The GNOME Foundation Board asked me to buy a webcam for the GNOME Events Box, so we could show Cheese on our stands. This could be cool together with the box’s new projector. I also wanted a webcam for my own use so Liam’s grandparents can see him in motion more often. So this was an opportunity to discover if any two available webcams really “just work” with Ubuntu, after doing some research and guessing. The results were great.
I bought a Logitech QuickCam Pro 9000 and a Creative Live! Cam Optia AF, both 2 Megapixel webcams. The video for both “just work”ed perfectly in Ekiga, Cheese, and Skype, on Ubuntu Linux Gutsy (7.10) and Hardy (8.04, currently in beta), though all these programs require you to choose the video input from a list, regardless of how well the webcam works. The Logitech one has a built-in microphone without an extra cable. The Creative one has a separate cheapish in-ear headphone+microphone headset for the regular 3.5mm “minijack” socket.

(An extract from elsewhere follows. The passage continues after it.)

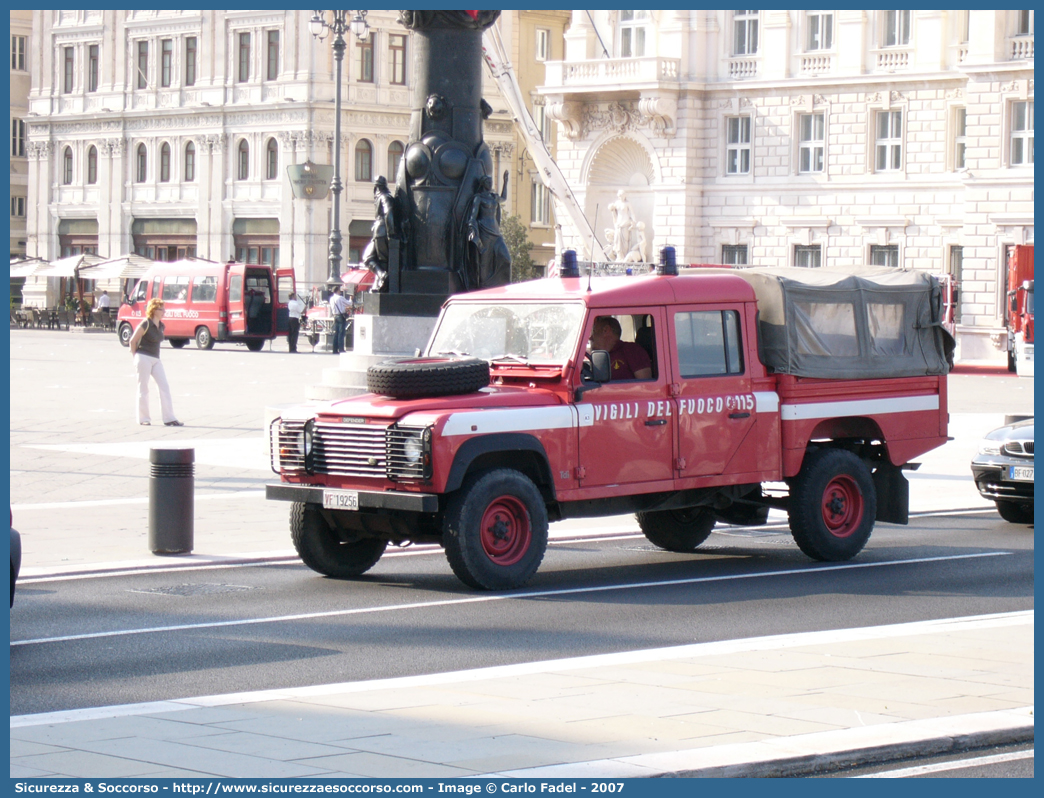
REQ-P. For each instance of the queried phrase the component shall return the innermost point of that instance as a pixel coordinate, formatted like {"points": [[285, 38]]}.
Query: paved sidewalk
{"points": [[768, 706], [783, 705]]}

I recommend the Logitech because it has a convenient built-in USB microphone that avoids non-USB microphone hell, though you’ll obviously then need speakers for the output. I added it to my Ubuntu Hardware. That page has almost paid for the costs of the USB Wi-Fi sticks that I bought to discover one that worked. Maybe it will pay for my webcam too. What other hardware should I use that page for, to discover just one model that really “just works”? As I’ve said before, I think the hardware lists on the Ubuntu wiki are mostly useless for real users because nobody is insisting that “just works” really means “just works”, and nobody is flagging the ones that really do just work.
It was nice to see that these products have dire warnings about not attaching them to your Windows PC before installing the special software, and to see that Amazon has lots of comments about how people couldn’t get them working with Windows.